Segundo a resolução nº 2.173/17 do Conselho Federal de Medicina, o diagnóstico de morte encefálica tem que ser realizado por dois profissionais médicos das seguintes áreas: intensivistas (adulta ou pediátrica), neurologistas (adulta ou pediátrica), neurocirurgiões ou que atuem em emergência. Eles precisam ter, no mínimo, um ano de experiência de atendimento a pacientes em coma e realizar um curso de capacitação.

“A gente seguiu os critérios do CFM e montamos esse curso para capacitar nossos profissionais a realizarem esse diagnóstico. Era uma capacitação que só existia fora do município e, com o apoio da Central de Transplantes, conseguimos trazer para os médicos que trabalham com pacientes graves no dia a dia, tanto aqui no Regional quanto no municipal de Santarém”, explicou o médico Antônio Carlos Silva, coordenador da Organização de Procura de Órgãos (OPO) Tapajós.

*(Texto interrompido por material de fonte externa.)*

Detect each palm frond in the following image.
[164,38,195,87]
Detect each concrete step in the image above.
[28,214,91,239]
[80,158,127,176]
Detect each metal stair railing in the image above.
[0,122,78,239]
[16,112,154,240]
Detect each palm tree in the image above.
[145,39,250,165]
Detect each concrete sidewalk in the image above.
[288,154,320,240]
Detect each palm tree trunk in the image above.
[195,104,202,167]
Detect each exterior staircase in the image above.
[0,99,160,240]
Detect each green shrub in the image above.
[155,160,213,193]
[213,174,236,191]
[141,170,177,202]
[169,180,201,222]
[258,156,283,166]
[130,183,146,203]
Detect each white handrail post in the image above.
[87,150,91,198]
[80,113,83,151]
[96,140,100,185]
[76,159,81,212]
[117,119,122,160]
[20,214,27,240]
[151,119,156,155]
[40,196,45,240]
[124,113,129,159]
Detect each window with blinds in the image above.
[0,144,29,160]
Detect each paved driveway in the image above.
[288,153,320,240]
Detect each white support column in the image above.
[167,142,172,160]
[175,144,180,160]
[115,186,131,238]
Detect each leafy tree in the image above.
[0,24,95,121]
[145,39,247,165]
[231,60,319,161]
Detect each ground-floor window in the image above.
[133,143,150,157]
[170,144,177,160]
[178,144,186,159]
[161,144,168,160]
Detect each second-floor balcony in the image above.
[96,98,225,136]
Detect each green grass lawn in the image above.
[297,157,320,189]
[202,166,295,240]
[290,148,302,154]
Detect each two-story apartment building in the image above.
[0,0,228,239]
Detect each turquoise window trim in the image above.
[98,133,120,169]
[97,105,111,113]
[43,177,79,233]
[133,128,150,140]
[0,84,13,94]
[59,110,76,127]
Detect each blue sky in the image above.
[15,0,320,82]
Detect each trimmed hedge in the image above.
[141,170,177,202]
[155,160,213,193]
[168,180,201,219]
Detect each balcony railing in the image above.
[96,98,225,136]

Durante o curso, os participantes foram orientados a respeito do rigoroso protocolo que determina a morte encefálica, além de conhecer como funciona o trabalho da OPO Tapajós no Hospital Regional, do setor de transplantes renais da unidade e da Central Estadual de Transplantes.

“A região Norte do Brasil é a que menos notifica morte encefálica no país. Por isso, é muito importante para o estado diagnosticar todos os doentes críticos que estejam com suspeita de morte dentro das UTI’s. Isso vai fazer com que os nossos números de notificação aumentem e que mais famílias sejam oportunizadas a decidirem ou não pela doação de órgãos, aumentando também o número de transplantes e diminuir o número de pessoas que aguardam na fila por um órgão”, ressaltou a coordenadora da Central de Transplantes e uma das palestrantes do curso, Ierecê Miranda.

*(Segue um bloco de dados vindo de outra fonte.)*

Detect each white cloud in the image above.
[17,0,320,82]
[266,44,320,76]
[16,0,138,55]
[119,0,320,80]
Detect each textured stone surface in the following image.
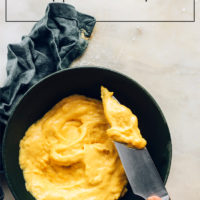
[0,0,200,200]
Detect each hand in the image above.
[147,196,162,200]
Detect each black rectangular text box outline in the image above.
[5,0,196,22]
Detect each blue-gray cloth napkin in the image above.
[0,3,96,200]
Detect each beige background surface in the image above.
[0,0,200,200]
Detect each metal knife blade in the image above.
[114,142,170,200]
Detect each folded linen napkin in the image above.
[0,3,96,200]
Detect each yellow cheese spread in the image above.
[19,87,146,200]
[101,87,146,149]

Referência – O HRBA é referência em captação de órgãos e transplantes renais no interior da Amazônia.  Desde novembro de 2012, a unidade conta com a Organização de Procura de Órgãos (OPO) Tapajós.

Hoje, a OPO conta com um médico, dois enfermeiros e uma assistente administrativa, que trabalham na busca ativa de potenciais doadores, no apoio ao diagnóstico de morte encefálica e no acolhimento e consentimento da família para a doação. Já foram captados no HRBA 177 órgãos, sendo 92 rins, 71 córneas, 10 fígados e quatro corações.

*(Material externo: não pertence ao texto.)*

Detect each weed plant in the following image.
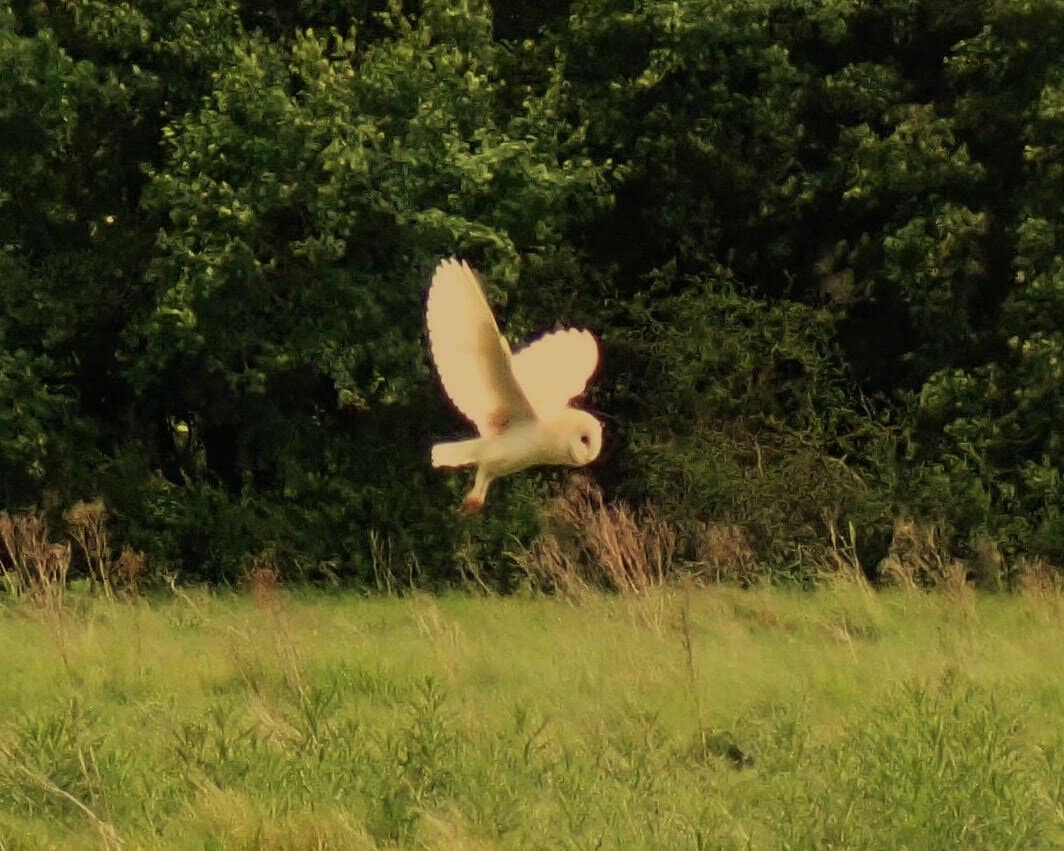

Já os transplantes são realizados desde 2016. Atualmente, a equipe do setor de transplantes conta com cinco médicos nefrologistas, um enfermeiro e dois técnicos de enfermagem. Foram 102 transplantes realizados pelo HRBA até o momento, sendo 53 intervivos – quando geralmente o doador é um parente do transplantado – e mais 49 de doadores falecidos.

“A constante capacitação e formação dos nossos profissionais é muito importante para nós, um dos pilares do nosso hospital. Então, esse curso, com a parceria da central, é fundamental para desenvolver ainda mais o nosso trabalho e reforçar o HRBA como uma referência na captação e transplantes em toda a região”, afirmou o diretor-geral do Regional, Gean Francisco Cercal.

Serviço: Localizado no oeste do Pará, o HRBA é referência em média e alta complexidade e presta serviço 100% referenciado, atendendo à demanda originária da Central de Regulação do Estado.

A unidade pertence ao Governo do Pará, sendo administrada pelo Instituto Social Mais Saúde, em parceria com a Secretaria de Estado de Saúde Pública (Sespa), e fica localizada na Avenida Sérgio Henn, nº 1100, bairro Diamantino, em Santarém.